III. ORDER TO SHOW CAUSE
The plaintiff thus was advised that the Court was inclined to dismiss the complaint based on the aforementioned grounds. (Order to Show Cause, at 12.) The Court ordered him to show cause why the complaint should not be dismissed. (Id. at 13.)
IV. PLAINTIFF'S RESPONSE
The plaintiff filed a response — including documents from previous cases and correspondence to government officials and medical personnel — amounting to 65 pages. (Dkt. entry no. 5, Pl. Resp.) He has also submitted a proposed amended complaint. (Dkt. entry forthcoming.) The plaintiff argues that: (1) the order to show cause is "slick" and a "trick . . . to Circumvent Justice and cause a miscarriage of justice to occur"; (2) "all these Judges do is call each other up and ask for favors"; (3) he is "watching" this Judge "very closely now good move to screw me"; and, (4) his treatment by the courts has been "illegal" and indicative of "Genocide". (Pl. Resp., at 1-2.) The Court, upon review of these papers, finds the arguments to be without merit, as they merely re-state the improper allegations in the complaint.
The proposed amended complaint also fails to address the deficiencies of the complaint. The Court, therefore, intends to dismiss the complaint as deficient based on the grounds discussed above, and direct the Clerk of the Court to close the action.

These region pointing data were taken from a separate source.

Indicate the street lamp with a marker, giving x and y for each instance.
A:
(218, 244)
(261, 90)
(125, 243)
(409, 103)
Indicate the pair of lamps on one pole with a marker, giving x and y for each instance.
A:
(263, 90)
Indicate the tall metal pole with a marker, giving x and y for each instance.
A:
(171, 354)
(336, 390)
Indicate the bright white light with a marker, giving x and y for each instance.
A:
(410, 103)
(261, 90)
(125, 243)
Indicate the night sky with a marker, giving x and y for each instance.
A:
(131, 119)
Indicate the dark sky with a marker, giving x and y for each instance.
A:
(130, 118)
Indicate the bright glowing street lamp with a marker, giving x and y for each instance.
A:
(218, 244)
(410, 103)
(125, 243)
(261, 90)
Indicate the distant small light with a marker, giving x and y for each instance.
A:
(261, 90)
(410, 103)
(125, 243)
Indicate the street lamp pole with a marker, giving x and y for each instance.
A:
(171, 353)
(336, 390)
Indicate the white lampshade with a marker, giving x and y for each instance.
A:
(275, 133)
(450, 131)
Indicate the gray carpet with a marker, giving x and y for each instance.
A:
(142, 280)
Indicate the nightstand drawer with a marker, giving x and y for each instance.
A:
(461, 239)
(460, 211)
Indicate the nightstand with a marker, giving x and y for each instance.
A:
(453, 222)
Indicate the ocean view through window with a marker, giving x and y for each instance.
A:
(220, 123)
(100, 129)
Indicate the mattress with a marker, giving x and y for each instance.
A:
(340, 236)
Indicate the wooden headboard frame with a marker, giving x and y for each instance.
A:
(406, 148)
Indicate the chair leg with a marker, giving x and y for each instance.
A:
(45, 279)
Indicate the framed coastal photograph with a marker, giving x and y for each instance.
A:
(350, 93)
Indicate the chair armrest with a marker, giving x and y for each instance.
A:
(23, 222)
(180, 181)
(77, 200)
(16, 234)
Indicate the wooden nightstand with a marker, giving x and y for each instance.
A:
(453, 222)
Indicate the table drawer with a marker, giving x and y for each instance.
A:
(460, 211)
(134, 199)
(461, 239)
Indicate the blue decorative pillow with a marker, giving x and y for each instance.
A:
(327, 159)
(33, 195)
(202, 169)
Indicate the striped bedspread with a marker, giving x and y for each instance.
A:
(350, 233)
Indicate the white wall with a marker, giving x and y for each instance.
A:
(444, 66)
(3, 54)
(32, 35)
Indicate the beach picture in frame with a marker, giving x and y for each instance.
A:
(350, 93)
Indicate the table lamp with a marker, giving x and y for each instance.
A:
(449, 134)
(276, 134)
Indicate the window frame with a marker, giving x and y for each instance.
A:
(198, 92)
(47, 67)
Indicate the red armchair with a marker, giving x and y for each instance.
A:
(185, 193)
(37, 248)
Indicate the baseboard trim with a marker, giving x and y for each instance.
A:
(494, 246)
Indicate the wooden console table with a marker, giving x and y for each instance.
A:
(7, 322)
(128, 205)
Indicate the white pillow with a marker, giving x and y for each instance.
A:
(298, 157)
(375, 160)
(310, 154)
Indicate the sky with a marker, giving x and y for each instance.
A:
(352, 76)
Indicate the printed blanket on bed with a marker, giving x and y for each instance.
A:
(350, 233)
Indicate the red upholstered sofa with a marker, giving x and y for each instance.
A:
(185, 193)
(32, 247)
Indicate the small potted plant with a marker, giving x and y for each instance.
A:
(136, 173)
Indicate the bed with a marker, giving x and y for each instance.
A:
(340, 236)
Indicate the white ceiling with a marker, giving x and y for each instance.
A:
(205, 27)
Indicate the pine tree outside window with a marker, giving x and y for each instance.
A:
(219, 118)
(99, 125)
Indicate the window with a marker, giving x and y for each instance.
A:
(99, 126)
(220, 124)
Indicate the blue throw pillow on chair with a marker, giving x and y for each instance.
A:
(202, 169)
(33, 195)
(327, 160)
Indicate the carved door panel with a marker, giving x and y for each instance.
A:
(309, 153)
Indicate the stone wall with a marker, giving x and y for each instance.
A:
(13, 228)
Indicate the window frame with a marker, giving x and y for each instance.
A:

V. PLAINTIFF'S FURTHER ACTIVITY
A. Three-Judge Panel
The plaintiff moves, in effect, under 28 U.S.C. § 2284 to convene a three-judge panel to oversee this action. (Dkt. entry no. 6.) But there are no grounds here for granting that relief, as "[u]nder § 2284, a three-judge panel may be convened only under limited circumstances, such as to preside over 'action[s] . . . challenging the constitutionality of the apportionment of congressional districts or the apportionment of any statewide legislative body.'" Kachikwu v. Kachikwu, 205 Fed.Appx. 929, 931 (3d Cir. 2006) (affirming district court order denying motion). The allegations set forth by the plaintiff in support of the motion — e.g., the courts are perpetrating a "snow job" against him — are without merit. The Court will deny the motion.
B. Disqualification
The plaintiff also moves under 28 U.S.C. § 455 to disqualify this Judge. In support, he re-states the allegations in his complaint and the arguments in his response to the order to show cause. (Dkt. entry forthcoming.) However, "[a]dverse legal rulings are not proof of prejudice or bias and, almost never, a basis for recusal," and his arguments comprise no more than "a fantastic conspiracy theory for which he provides no evidence."D'Amario v. Bailey, 182 Fed.Appx. 102, 103 (3d Cir. 2006) (affirming district court order denying motion to disqualify). The Court will deny the motion to disqualify.
C. Inappropriate Conduct
The plaintiff, on April 19, 2007, appeared at the Clerk's Office to personally deliver documents. (See dkt. entry no. 7, 5-10-07 Letter.) The Court is advised that when the plaintiff perceived the staff of the Clerk's Office as being uncooperative, he proceeded to behave in a threatening manner — e.g., he kicked a door repeatedly — and that the staff of the Clerk's Office required the assistance of court security personnel. The Court intends to bar the plaintiff from contacting the Clerk's Office or this Court by any means other than the mail.
VI. CONCLUSION
The Court will deny the plaintiff's separate motions and dismiss the complaint. The Court will issue an appropriate order, judgment, and notice.